Marktbeobachtungen von Hugo Gödde +++ China ist der größte Schweinemarkt der Welt. Jedes zweite Schwein weltweit lebt dort. Nach der gigantischen Vernichtung durch die Afrikanische Schweinepest (ASP) 2019/ 2020, während der bis zu 200 Mio. Schweine starben bzw. gekeult wurden, ist die chinesische Schweineproduktion wieder auf Wachstumskurs und zum Erstaunen vieler Experten innerhalb kurzer Zeit wieder auf dem Stand vor der ASP. Mit dem wachsenden Wohlstand ist auch der Fleischkonsum, vor allem von Schweinefleisch, massiv gestiegen. „Schwein haben“ gilt wirklich als Zeichen von Glück und Erfolg. 60 kg Fleisch verzehrt jeder Chinese und jede Chinesin im Jahr, mehr als in Deutschland (52 kg), mit noch leichtem Zuwachs.

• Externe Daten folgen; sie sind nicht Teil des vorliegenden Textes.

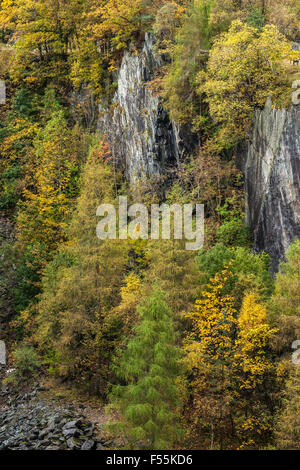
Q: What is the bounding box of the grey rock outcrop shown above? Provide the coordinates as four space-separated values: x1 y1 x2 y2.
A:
97 34 196 182
242 99 300 272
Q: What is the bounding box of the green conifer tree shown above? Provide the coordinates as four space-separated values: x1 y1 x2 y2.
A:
111 288 181 449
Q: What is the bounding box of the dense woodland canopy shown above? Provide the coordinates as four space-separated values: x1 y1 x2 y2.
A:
0 0 300 449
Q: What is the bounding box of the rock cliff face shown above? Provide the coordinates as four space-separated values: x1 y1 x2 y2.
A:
97 35 300 271
97 34 195 182
242 100 300 271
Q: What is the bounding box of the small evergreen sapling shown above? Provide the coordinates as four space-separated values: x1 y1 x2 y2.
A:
111 289 181 449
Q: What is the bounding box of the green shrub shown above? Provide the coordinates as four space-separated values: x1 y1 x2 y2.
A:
6 345 41 386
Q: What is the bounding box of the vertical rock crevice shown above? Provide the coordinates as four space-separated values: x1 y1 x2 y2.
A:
97 34 196 183
243 99 300 272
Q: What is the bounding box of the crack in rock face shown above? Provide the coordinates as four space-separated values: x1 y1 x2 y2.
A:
243 99 300 272
97 34 196 182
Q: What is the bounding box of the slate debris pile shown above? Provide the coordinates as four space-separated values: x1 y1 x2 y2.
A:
0 387 111 450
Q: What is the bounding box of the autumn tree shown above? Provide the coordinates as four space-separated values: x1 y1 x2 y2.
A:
185 269 276 449
185 271 236 449
198 20 292 147
233 292 277 449
276 365 300 450
111 289 181 449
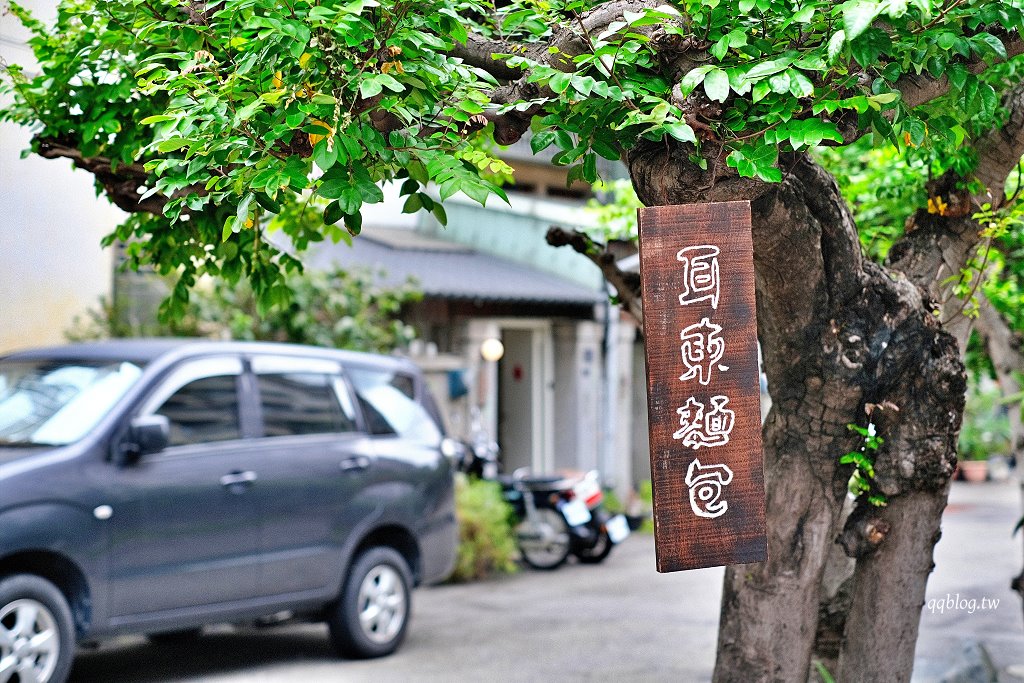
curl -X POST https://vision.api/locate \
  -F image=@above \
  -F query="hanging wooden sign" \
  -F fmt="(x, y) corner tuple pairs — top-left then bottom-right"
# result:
(639, 202), (767, 571)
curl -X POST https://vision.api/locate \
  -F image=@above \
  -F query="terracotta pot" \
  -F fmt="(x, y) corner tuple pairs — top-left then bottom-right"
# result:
(959, 460), (988, 481)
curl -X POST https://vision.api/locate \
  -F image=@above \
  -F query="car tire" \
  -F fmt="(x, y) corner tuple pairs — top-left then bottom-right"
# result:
(0, 574), (75, 683)
(328, 547), (413, 659)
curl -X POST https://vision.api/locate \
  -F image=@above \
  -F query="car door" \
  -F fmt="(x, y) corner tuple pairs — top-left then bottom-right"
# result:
(103, 356), (260, 626)
(245, 356), (379, 596)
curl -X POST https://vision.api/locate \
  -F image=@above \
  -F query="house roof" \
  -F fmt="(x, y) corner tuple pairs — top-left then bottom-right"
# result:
(303, 226), (604, 305)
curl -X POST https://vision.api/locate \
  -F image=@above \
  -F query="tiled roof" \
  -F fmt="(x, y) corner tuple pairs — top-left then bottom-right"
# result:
(302, 226), (605, 305)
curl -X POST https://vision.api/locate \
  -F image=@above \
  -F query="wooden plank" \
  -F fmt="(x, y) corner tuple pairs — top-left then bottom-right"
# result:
(639, 202), (767, 571)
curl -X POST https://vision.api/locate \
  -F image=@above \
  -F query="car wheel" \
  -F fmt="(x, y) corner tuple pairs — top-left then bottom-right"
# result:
(328, 547), (412, 659)
(0, 574), (75, 683)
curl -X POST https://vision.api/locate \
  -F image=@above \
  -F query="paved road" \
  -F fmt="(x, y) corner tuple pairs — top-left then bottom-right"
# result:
(73, 484), (1024, 683)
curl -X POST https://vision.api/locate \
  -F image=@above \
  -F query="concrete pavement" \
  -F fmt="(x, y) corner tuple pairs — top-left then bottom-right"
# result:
(72, 483), (1024, 683)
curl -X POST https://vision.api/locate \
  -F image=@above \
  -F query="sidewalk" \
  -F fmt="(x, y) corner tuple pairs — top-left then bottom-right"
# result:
(913, 479), (1024, 683)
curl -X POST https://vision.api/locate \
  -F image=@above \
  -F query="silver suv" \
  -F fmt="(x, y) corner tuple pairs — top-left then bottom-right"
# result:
(0, 340), (457, 683)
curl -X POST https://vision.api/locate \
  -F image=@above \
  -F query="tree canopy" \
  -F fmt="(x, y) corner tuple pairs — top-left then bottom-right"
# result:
(0, 0), (1024, 682)
(0, 0), (1024, 313)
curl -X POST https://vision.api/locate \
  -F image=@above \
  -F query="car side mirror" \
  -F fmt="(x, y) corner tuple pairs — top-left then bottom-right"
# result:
(114, 415), (171, 467)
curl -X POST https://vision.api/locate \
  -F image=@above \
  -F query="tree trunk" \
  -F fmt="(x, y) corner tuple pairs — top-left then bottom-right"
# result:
(627, 132), (999, 682)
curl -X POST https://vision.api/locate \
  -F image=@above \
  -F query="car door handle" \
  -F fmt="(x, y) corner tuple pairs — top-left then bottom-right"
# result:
(341, 456), (370, 472)
(220, 470), (256, 488)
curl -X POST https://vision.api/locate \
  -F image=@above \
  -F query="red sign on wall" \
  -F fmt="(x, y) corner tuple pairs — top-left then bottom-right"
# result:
(639, 202), (767, 571)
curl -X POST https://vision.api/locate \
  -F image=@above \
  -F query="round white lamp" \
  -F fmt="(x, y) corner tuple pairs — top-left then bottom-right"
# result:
(480, 337), (505, 362)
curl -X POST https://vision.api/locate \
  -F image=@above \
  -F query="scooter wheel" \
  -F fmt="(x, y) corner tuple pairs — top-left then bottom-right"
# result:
(575, 526), (614, 564)
(516, 508), (570, 569)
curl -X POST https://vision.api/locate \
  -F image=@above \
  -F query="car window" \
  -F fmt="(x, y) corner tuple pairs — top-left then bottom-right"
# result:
(256, 373), (355, 436)
(348, 368), (441, 441)
(0, 360), (142, 445)
(139, 355), (242, 445)
(157, 375), (242, 445)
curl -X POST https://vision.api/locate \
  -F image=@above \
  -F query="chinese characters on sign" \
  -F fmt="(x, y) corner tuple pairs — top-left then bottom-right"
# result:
(639, 202), (767, 571)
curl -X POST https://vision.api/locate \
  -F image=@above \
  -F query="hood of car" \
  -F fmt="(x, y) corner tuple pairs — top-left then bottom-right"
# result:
(0, 444), (53, 467)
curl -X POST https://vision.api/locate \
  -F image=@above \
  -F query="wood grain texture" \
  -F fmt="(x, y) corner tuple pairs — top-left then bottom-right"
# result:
(638, 202), (767, 571)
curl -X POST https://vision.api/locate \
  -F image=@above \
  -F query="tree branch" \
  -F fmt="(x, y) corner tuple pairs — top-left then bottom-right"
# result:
(975, 83), (1024, 202)
(547, 225), (643, 323)
(35, 137), (172, 215)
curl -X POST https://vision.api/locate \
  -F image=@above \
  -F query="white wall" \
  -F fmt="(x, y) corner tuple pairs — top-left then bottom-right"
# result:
(0, 0), (124, 353)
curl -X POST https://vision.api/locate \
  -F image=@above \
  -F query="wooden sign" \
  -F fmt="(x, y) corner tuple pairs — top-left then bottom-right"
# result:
(639, 202), (767, 571)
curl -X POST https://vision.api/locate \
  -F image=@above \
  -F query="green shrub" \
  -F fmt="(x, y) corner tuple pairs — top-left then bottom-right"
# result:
(449, 474), (519, 583)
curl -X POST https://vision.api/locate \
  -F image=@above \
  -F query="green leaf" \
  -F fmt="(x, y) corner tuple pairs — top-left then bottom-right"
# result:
(313, 137), (338, 171)
(430, 203), (447, 225)
(529, 130), (555, 155)
(703, 68), (729, 102)
(139, 114), (177, 126)
(972, 33), (1007, 59)
(828, 31), (846, 63)
(679, 65), (715, 97)
(157, 137), (193, 153)
(324, 201), (345, 225)
(786, 69), (814, 97)
(583, 154), (597, 182)
(316, 177), (351, 200)
(401, 193), (423, 213)
(359, 77), (384, 99)
(663, 123), (697, 144)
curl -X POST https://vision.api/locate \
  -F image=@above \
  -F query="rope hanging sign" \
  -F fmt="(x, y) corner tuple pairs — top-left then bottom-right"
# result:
(639, 202), (767, 571)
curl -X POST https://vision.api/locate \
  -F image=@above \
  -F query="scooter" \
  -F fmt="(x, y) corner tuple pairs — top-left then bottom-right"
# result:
(456, 413), (630, 569)
(499, 468), (630, 569)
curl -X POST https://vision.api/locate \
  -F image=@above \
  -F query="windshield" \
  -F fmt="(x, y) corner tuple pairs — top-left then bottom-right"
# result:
(0, 360), (142, 446)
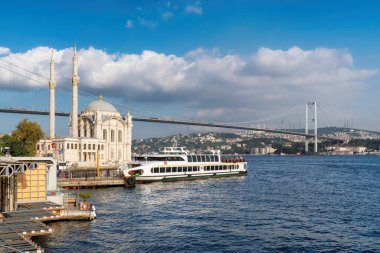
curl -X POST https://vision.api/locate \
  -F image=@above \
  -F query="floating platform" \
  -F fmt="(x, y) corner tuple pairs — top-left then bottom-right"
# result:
(0, 202), (94, 253)
(57, 178), (125, 188)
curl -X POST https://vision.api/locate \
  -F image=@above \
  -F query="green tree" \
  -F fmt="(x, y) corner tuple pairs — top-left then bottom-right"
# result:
(9, 119), (44, 156)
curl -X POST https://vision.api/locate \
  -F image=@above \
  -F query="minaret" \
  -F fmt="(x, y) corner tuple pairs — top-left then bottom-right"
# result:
(126, 112), (133, 162)
(49, 50), (56, 139)
(71, 47), (79, 137)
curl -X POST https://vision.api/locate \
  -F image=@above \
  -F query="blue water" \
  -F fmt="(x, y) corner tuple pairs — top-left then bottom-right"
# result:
(39, 156), (380, 252)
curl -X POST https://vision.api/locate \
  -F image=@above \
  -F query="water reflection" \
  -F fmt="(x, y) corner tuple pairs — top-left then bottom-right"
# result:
(39, 157), (380, 252)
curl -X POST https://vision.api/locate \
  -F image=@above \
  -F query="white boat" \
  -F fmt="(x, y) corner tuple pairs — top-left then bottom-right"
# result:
(119, 147), (247, 185)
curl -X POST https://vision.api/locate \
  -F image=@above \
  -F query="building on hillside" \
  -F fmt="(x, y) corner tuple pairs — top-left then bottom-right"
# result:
(251, 146), (276, 155)
(36, 49), (132, 168)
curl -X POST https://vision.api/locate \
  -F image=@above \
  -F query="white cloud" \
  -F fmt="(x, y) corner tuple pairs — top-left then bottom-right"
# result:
(0, 47), (378, 124)
(137, 17), (158, 29)
(185, 1), (203, 15)
(125, 20), (133, 29)
(161, 11), (173, 20)
(0, 47), (11, 55)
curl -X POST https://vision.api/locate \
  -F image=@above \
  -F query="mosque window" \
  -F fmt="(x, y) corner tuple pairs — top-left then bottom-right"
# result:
(111, 130), (115, 142)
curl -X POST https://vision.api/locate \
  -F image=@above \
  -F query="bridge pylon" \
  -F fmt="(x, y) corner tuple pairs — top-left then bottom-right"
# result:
(305, 102), (318, 154)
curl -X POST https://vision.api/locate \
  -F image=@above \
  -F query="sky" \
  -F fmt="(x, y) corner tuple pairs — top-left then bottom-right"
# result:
(0, 0), (380, 138)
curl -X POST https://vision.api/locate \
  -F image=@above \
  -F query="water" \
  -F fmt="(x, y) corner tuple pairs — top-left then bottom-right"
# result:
(40, 156), (380, 252)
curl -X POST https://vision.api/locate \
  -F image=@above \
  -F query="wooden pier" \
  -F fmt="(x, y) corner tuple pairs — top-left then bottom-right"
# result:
(0, 202), (93, 253)
(57, 178), (125, 188)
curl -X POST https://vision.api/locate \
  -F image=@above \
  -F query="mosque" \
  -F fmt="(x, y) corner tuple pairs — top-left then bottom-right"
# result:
(36, 47), (132, 168)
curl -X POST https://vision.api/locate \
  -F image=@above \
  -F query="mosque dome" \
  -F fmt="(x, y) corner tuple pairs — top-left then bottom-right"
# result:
(86, 96), (118, 112)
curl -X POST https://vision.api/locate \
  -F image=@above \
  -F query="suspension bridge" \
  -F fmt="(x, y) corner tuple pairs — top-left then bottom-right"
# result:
(0, 52), (342, 152)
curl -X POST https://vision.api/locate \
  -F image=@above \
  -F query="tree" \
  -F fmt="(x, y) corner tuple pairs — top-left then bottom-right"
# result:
(9, 119), (44, 156)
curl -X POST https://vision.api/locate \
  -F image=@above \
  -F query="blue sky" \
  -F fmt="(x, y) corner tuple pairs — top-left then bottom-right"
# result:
(0, 0), (380, 136)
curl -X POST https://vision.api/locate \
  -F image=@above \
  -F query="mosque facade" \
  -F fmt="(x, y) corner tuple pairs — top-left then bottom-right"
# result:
(36, 48), (132, 168)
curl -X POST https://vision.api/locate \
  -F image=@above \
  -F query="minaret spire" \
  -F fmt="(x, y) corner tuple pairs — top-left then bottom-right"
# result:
(49, 50), (57, 139)
(71, 46), (79, 137)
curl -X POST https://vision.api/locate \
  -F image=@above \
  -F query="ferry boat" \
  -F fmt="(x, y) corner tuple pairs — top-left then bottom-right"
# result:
(119, 147), (247, 186)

Mit 440 Mio. Schweine war der Bestand Ende September etwa 22 mal höher als bei uns. Der Sauenbestand lag mit 42 Mio. – bei uns etwa 1,4 Mio. – leicht über der Zielmarke von 41 Mio., so dass offiziell ein angemessener Abbau „empfohlen“ wird. Jedenfalls hat die konjunkturelle Überproduktion – begründet auch in einer mäßigen Nachfrage wegen der schwächelnden Wirtschaft – dazu geführt, dass die Erzeugerpreise, die 2020 bis 4,50 €/kg emporschossen, inzwischen auf 1,80 €/kg einbrachen und den Schweineproduzenten im ersten Halbjahr nach Regierungsangaben einen Verlust von 16 € je Schwein einbrachten. Auch der aktuelle Preis von gut 2,00 €/kg ermöglicht keine kostendeckende Produktion, so dass viele, auch große Betriebe erhebliche Verluste schreiben. Die Ferkelpreise liegen aktuell sogar 60% unter Vorjahr. Das Landwirtschaftsministerium warnt bereits vor einer „doppelten Kollision“ nach dem konsumträchtigen Neujahrsfest 2024 von schwacher Nachfrage und hohem Angebot.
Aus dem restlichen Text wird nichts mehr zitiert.